On July 20, the Jabalpur police booked Ziya-ul-Haq – a 23-year-old resident of Mansurabad Gohalpur of Jabalpur district and final year student of B. Pharm. at the Rani Durgavati Vishwavidyalaya – under section 295 (A) (‘Deliberate and malicious acts, intended to outrage religious feelings of any class by insulting its religion or religious beliefs’) and 505 (‘Statements conducing to public mischief’) of the Indian Penal Code and immediately arrested him.
The reason: a Facebook post the previous day where he called the RSS men pigs.
The RSS is the parent body of the Bharatiya Janata Party, now in power in Madhya Pradesh, and of course at the Centre.
Hours after the news of 12 RSS men testing positive for the coronavirus at the Jabalpur Sangh office broke on July 19, Ziya-ul-Haq took a dig at organisation on the Facebook page of ‘NSUI Group Jabalpur VVV’. NSUI is the student wing of the Congress party.
Sharing a screenshot of the news from a local TV News channel, he wrote ‘Aaj hamare shahar me 12 suar corona sankaramit paye gai. Bund karo in suaro ka karyalay pure desh me Corona phaila rahe hai’ (12 pigs have tested corona positive in our city today. Close the offices of these pigs, they are spreading corona across the country).
Angered by the Facebook post, RSS activists and members of the right-wing Hindu Dharm Sena, reported the matter to the Jabalpur Cantonment police station the following day.
Based on the complaint of Neeraj Rajput, state vice president, Hindu Dharm Sena, who also described himself as an RSS worker, the Jabalpur police registered a case against Ziya-ul-Haq for insulting the religious beliefs of a group.
The complainant in the FIR alleged that Haq made “indecent”, “shameful”, and “intolerable” statements against RSS members. He went on to emphasise that such statements against a “nationalist organisation” by a “Muslim youth” can jeopardise social harmony. “The RSS is a patriotic and social work organisation, and has crores of members in this country. The Muslim man’s indecent reference to such an organisation can endanger social harmony. The abusive reference made by the man has hurt my feelings of nationalist and social service,” the complainant said in the FIR. He warned the police to take immediate legal action against the “Muslim youth” and arrest him, failing which, he said, “an angry protest movement will be organised”.
Interestingly, even though Rajput’s allegation is that the “Muslim youth” has maligned the image of the RSS and its members, the police have registered a case under section 295 (a) of the IPC – of deliberately insulting the religion or religious beliefs of a group.
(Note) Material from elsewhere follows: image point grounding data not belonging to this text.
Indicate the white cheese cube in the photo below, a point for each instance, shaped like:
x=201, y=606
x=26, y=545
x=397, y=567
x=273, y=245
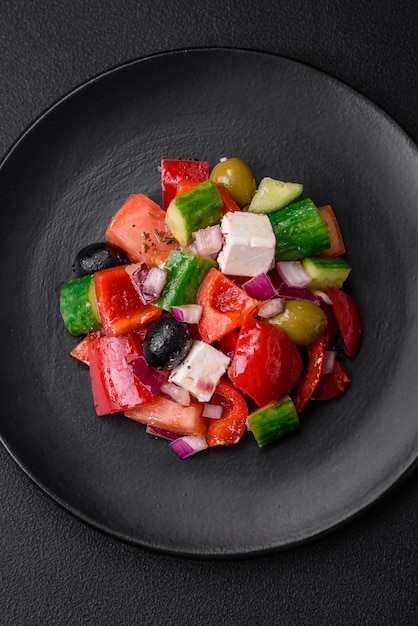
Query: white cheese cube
x=250, y=244
x=201, y=370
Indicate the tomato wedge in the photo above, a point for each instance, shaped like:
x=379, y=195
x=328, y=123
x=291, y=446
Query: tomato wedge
x=348, y=320
x=266, y=363
x=225, y=306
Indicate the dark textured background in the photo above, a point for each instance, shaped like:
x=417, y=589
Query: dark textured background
x=53, y=568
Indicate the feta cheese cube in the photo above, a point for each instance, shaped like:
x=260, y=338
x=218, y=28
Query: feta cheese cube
x=201, y=370
x=250, y=244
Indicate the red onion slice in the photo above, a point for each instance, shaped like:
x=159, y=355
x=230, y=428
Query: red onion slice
x=188, y=445
x=208, y=241
x=322, y=296
x=155, y=282
x=260, y=287
x=293, y=273
x=138, y=273
x=150, y=377
x=189, y=313
x=212, y=411
x=330, y=356
x=272, y=307
x=173, y=392
x=147, y=282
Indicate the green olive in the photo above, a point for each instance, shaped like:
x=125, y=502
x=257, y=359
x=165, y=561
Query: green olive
x=302, y=321
x=237, y=177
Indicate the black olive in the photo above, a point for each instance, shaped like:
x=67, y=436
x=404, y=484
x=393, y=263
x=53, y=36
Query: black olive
x=98, y=256
x=166, y=343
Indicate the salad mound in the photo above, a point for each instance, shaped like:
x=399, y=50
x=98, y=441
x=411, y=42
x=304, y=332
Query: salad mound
x=219, y=313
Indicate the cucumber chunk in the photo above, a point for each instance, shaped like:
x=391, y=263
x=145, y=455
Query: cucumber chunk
x=326, y=271
x=273, y=194
x=197, y=208
x=273, y=421
x=300, y=231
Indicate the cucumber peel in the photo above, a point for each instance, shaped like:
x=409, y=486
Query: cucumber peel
x=273, y=194
x=185, y=274
x=273, y=421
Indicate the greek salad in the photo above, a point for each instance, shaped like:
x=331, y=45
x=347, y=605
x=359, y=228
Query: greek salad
x=218, y=313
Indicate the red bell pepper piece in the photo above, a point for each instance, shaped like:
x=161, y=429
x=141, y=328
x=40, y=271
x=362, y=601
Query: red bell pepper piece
x=229, y=204
x=174, y=170
x=332, y=384
x=114, y=385
x=330, y=332
x=120, y=307
x=228, y=342
x=266, y=363
x=230, y=428
x=348, y=319
x=313, y=372
x=225, y=306
x=81, y=350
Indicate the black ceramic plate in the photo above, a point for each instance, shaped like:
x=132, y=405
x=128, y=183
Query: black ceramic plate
x=60, y=185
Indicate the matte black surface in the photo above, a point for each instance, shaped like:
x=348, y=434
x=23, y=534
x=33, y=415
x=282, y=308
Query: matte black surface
x=55, y=569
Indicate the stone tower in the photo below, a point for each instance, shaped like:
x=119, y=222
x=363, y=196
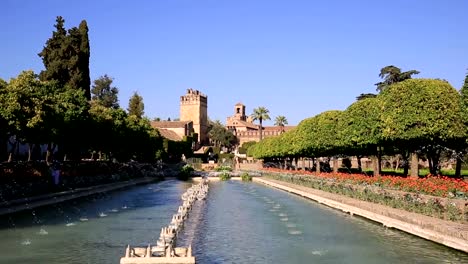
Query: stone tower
x=239, y=112
x=194, y=107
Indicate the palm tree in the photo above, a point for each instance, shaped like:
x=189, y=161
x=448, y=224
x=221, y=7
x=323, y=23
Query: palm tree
x=281, y=121
x=392, y=74
x=260, y=114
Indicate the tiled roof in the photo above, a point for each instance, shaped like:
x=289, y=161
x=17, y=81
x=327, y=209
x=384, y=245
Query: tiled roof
x=244, y=123
x=169, y=124
x=169, y=134
x=286, y=128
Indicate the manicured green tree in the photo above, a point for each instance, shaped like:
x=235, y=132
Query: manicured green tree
x=391, y=75
x=20, y=100
x=360, y=130
x=281, y=121
x=69, y=118
x=245, y=147
x=220, y=136
x=103, y=93
x=261, y=114
x=66, y=57
x=136, y=106
x=365, y=96
x=422, y=115
x=102, y=125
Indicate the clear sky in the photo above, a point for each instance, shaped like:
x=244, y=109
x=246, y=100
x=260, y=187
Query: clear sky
x=296, y=58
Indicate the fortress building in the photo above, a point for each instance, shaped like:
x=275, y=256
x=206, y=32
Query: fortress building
x=194, y=107
x=245, y=130
x=193, y=119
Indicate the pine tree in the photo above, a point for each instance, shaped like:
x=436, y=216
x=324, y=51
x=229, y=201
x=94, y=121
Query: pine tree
x=53, y=55
x=103, y=93
x=66, y=57
x=136, y=106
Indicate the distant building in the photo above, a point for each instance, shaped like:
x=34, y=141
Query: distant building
x=194, y=107
x=174, y=130
x=193, y=119
x=245, y=130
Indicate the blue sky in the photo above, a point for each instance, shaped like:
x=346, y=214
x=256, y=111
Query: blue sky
x=296, y=58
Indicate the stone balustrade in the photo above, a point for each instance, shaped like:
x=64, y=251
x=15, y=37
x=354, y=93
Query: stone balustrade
x=165, y=250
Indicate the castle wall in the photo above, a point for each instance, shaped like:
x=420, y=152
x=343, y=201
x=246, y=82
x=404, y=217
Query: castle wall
x=246, y=136
x=194, y=107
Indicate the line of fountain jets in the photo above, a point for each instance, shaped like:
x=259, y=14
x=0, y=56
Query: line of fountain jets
x=166, y=244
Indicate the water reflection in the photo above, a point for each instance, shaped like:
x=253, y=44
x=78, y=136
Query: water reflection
x=238, y=223
x=249, y=223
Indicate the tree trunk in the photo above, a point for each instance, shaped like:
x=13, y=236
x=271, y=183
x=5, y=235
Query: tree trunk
x=30, y=151
x=48, y=153
x=458, y=166
x=261, y=130
x=431, y=166
x=405, y=158
x=12, y=150
x=375, y=166
x=359, y=163
x=379, y=159
x=335, y=165
x=414, y=165
x=317, y=165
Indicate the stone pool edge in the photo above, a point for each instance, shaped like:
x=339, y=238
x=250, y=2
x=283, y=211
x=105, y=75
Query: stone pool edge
x=411, y=228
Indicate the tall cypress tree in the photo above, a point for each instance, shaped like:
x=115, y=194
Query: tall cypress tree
x=84, y=58
x=54, y=57
x=66, y=57
x=136, y=106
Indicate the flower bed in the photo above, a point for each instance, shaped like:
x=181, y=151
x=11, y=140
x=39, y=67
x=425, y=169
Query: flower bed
x=383, y=190
x=431, y=185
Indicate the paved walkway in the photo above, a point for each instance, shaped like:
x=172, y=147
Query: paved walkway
x=448, y=233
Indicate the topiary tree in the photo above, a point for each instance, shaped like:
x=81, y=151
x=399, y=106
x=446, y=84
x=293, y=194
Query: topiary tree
x=422, y=115
x=360, y=130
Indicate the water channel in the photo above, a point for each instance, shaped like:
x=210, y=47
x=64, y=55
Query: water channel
x=238, y=223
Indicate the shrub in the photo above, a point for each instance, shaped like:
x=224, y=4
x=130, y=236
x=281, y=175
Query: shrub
x=246, y=177
x=224, y=176
x=223, y=168
x=185, y=172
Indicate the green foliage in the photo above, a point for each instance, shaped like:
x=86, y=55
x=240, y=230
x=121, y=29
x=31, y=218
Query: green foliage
x=185, y=172
x=391, y=75
x=66, y=57
x=245, y=147
x=359, y=126
x=224, y=176
x=175, y=149
x=136, y=106
x=103, y=93
x=246, y=177
x=319, y=135
x=220, y=136
x=421, y=111
x=365, y=96
x=223, y=168
x=260, y=114
x=281, y=121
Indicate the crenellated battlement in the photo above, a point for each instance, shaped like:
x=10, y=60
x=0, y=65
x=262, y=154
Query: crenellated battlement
x=193, y=97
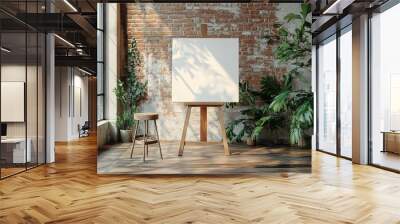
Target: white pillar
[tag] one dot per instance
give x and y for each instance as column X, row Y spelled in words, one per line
column 50, row 100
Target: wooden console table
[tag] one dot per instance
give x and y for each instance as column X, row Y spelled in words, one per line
column 203, row 124
column 391, row 141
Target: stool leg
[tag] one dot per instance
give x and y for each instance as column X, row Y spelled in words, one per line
column 134, row 138
column 144, row 141
column 147, row 133
column 158, row 138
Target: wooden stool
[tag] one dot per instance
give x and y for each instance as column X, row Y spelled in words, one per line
column 147, row 140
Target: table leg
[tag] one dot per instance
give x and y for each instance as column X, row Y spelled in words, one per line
column 134, row 137
column 158, row 138
column 227, row 151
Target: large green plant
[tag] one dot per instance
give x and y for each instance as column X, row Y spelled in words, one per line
column 256, row 110
column 295, row 50
column 130, row 91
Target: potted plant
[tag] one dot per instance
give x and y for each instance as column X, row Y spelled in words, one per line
column 248, row 126
column 129, row 92
column 294, row 49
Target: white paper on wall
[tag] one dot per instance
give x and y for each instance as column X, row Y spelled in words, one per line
column 205, row 70
column 12, row 101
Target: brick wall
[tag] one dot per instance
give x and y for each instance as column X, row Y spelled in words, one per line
column 155, row 24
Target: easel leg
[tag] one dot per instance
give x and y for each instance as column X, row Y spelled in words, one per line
column 185, row 126
column 203, row 124
column 134, row 138
column 223, row 133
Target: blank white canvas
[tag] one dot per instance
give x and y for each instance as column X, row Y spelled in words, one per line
column 205, row 70
column 12, row 101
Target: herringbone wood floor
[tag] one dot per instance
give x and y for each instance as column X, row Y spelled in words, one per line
column 70, row 191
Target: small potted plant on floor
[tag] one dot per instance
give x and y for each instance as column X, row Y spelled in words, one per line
column 129, row 92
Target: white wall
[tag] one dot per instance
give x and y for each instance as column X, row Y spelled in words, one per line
column 111, row 61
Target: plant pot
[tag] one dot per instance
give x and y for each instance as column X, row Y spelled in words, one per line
column 250, row 141
column 126, row 135
column 305, row 142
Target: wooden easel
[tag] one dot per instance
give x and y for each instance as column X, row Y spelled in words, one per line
column 203, row 124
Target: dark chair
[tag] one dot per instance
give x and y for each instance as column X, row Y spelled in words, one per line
column 84, row 130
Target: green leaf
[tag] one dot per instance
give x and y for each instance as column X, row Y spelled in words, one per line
column 292, row 16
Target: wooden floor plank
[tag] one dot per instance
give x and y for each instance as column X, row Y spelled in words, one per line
column 70, row 191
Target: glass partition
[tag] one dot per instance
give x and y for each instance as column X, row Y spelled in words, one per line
column 385, row 89
column 22, row 102
column 327, row 95
column 346, row 93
Confirming these sections, town inspector of Jabalpur Cantonment Police Station Vijay Tiwari said, “He has been booked under sections 295 (A) and 505 of the IPC for making derogatory remarks against the RSS and sent to jail.”
When asked why Ziya-ul-Haq has been booked for insulting religious beliefs when the allegation is that of defamation, Tiwari disconnected the call. Likewise, when the same question was put to the superintendent of police, Jabalpur, Siddharth Bahuguna, he refused to make any comment and advised The Wire to speak to his subordinates.
Justifying the police action, however, Sanjeev Uikey, ASP, Jabalpur said, “Indeed the RSS is not a religious institution but if a Muslim youth calls the RSS and its workers ‘suar‘ and it offends them and they demand action, the police have to book the youth for insulting religious beliefs. Now, the matter is before the court.”
Interestingly, when Ziya-ul-Haq’s advocate, Vikash Rathour, filed for bail before the Jabalpur judicial magistrate first class court on July 21, the court denied bail claiming the crime to be serious and sent him to police custody till July 24.
Madhya Pradesh high court advocate Nayeem Khan, who is now defending Ziya-ul-Haq, said the matter at best pertained to defamation and not hurting anyone’s religious beliefs. “The previous advocate did not defend the case properly. Hence, the case will fall flat in the next hearing which is on July 24,” he said.